Application of cell models to the melting and sublimation lines of the Lennard-Jones and related potential systems.

Abstract

Harmonic cell models (HCMs) are shown to predict the melting line of the Lennard-Jones (LJ) but not the sublimation line. In addition, even for the melting line, the HCMs are found to be physically unrealistic for inverse power potential systems near the hard-sphere limit, and for the Weeks-Chandler-Andersen system at extremely low temperatures. Despite this, the HCM accurately predicts the LJ mean-square displacement (MSD) from molecular-dynamics (MD) simulations along both lines after simple scaling corrections, to include the effects of anharmonicity and correlated dynamics of the atoms, are applied. Single caged atom molecular dynamics and Monte Carlo simulations provide further quantitative characterization of these additional effects, which go beyond harmonicity. The melting indicator and a modification of the cell model in a similar form are shown to be approximately constant along the melting line, which indicates an isomorph. The less well studied LJ sublimation line is shown not to be an isomorph, yet it still can be represented analytically very accurately by the relationship k_{B}T=aρ^{4}+bρ^{2}, where a and b are constants (k_{B} is Boltzmann's constant, T is the temperature, and ρ is the number density). This relationship has been found previously for the melting line, but the two constants have opposite signs for the sublimation and melting lines.
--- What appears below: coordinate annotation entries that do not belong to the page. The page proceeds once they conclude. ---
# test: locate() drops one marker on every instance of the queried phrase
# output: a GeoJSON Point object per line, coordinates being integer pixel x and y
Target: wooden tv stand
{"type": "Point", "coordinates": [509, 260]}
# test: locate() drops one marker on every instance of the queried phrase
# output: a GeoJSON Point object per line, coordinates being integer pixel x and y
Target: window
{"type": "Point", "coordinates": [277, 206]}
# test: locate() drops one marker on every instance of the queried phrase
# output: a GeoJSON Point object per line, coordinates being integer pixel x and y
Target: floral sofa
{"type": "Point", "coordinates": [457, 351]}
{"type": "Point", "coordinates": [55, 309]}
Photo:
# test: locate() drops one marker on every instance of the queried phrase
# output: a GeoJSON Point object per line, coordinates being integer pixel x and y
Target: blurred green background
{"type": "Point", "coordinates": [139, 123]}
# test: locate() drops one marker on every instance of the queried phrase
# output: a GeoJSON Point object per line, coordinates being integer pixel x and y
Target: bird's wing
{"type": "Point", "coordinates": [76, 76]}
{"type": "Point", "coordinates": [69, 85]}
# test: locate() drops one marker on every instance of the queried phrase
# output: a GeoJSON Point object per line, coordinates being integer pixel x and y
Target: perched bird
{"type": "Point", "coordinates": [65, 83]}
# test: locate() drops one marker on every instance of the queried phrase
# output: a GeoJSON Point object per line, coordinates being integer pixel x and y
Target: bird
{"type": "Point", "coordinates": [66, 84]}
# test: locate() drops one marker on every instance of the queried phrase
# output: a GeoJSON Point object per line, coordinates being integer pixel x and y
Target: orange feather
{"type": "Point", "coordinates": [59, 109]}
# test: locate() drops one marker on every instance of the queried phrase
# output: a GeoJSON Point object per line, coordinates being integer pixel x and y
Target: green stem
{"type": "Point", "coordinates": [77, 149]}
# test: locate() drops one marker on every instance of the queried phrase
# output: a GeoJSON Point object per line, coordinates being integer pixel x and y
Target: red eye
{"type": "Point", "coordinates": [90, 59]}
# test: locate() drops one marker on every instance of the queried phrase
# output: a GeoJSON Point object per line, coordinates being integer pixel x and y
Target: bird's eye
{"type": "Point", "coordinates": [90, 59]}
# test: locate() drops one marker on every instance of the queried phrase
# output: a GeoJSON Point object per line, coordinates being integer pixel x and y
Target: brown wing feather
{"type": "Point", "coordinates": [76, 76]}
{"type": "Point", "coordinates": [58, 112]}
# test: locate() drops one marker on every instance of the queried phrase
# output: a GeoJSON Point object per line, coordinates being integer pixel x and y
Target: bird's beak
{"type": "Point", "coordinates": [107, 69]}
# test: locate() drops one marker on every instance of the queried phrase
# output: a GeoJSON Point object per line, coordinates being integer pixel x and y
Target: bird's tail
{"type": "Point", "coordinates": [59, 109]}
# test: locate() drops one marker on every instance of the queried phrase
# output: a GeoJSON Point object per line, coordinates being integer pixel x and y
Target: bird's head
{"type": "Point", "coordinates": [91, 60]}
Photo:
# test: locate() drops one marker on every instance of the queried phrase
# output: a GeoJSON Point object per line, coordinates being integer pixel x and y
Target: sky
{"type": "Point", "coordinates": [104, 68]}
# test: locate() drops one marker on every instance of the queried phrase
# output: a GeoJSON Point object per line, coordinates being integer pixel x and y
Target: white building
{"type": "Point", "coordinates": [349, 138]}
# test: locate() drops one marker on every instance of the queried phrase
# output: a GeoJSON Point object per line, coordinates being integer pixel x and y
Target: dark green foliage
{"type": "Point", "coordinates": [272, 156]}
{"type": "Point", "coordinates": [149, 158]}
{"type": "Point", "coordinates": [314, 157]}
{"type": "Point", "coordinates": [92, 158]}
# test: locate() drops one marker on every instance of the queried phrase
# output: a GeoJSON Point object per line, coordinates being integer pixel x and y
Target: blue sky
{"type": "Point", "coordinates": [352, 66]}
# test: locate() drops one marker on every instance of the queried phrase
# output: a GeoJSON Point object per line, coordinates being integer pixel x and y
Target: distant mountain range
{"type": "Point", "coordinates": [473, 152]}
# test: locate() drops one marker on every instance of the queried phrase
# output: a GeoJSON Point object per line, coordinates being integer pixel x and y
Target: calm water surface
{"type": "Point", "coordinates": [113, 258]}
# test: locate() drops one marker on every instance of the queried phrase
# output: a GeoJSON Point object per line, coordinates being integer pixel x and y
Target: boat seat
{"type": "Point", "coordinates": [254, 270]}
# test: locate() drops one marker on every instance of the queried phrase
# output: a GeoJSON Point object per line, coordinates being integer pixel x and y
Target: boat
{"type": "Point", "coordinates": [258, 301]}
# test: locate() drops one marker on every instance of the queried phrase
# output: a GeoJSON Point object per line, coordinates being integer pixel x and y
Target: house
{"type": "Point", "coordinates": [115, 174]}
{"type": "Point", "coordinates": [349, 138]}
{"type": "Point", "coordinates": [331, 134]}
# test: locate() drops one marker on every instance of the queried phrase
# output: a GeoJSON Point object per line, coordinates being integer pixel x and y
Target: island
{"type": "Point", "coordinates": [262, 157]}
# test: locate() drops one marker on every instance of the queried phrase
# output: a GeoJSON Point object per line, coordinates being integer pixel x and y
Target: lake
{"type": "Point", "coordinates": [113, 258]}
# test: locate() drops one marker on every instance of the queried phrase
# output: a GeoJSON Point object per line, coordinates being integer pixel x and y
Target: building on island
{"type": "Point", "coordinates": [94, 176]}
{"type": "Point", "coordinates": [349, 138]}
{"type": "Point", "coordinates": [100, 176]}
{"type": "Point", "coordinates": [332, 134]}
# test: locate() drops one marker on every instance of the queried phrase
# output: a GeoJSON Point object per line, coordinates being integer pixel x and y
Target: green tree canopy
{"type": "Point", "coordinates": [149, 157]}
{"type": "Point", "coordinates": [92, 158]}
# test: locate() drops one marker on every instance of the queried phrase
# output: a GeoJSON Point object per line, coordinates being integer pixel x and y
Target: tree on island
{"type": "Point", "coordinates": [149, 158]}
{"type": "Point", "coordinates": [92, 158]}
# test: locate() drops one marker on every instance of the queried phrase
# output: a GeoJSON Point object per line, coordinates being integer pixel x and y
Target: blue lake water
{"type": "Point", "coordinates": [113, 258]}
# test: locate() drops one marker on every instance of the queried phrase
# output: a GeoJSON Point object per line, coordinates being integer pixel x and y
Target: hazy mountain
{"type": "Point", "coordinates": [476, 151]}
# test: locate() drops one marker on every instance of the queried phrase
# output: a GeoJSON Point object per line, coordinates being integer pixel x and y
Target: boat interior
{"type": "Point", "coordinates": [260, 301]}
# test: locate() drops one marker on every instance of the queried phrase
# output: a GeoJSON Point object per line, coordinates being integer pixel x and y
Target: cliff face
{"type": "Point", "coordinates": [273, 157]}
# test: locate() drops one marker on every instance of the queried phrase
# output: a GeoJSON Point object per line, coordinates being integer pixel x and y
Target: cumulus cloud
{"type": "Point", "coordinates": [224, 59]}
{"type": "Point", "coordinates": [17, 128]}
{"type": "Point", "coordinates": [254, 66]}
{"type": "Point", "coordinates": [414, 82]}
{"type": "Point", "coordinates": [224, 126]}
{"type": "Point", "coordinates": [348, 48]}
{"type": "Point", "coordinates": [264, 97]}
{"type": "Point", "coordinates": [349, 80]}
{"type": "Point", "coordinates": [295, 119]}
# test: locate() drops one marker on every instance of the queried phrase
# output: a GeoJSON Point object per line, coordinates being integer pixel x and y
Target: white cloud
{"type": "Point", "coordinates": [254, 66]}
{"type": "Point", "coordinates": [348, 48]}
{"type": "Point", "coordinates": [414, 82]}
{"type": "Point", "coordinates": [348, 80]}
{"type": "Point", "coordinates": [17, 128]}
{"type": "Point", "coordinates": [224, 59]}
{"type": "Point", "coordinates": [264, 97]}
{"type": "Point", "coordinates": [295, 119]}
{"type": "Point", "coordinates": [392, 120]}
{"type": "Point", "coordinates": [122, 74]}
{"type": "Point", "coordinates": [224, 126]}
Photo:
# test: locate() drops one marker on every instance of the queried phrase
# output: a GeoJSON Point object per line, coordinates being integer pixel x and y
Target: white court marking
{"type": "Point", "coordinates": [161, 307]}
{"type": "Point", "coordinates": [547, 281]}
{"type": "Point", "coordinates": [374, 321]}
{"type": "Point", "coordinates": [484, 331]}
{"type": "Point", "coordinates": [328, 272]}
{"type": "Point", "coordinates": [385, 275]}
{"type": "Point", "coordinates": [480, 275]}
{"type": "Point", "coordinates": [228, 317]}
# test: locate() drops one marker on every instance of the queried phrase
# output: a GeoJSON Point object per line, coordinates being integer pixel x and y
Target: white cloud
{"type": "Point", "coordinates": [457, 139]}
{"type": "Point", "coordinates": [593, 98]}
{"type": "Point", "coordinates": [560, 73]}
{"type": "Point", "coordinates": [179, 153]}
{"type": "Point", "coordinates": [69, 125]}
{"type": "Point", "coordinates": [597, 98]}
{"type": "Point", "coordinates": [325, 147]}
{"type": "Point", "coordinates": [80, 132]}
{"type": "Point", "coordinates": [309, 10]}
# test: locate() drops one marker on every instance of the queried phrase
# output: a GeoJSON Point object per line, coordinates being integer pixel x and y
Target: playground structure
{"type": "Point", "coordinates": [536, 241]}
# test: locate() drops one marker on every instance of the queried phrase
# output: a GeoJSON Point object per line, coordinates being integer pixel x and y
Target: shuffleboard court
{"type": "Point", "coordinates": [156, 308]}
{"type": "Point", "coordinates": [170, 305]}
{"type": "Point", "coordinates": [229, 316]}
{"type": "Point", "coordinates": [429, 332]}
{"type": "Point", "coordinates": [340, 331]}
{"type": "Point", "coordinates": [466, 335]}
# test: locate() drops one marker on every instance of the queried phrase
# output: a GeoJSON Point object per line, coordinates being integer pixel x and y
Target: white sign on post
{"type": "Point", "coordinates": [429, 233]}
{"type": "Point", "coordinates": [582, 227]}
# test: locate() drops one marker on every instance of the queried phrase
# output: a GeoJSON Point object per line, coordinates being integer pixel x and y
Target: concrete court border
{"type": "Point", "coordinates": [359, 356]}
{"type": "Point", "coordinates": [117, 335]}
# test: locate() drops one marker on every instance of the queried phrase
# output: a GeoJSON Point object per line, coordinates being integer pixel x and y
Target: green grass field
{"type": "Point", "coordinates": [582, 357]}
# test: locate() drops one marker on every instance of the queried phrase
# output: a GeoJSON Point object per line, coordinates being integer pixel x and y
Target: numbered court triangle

This simple formula is also predicted using a nonharmonic static lattice expression for the pressure. The probability distribution function of the melting factor indicates departures from harmonic or Gaussian behavior in the lower wing. Nevertheless, the mean melting factor is shown to follow a simple MSD Debye-Waller factor dependence along both the melting and sublimation lines. This work combining HCM and MD simulations provides a comparison of the melting and sublimation lines of the LJ system, which could provide the foundations for a more unified statistical mechanical description of these two solid boundary lines.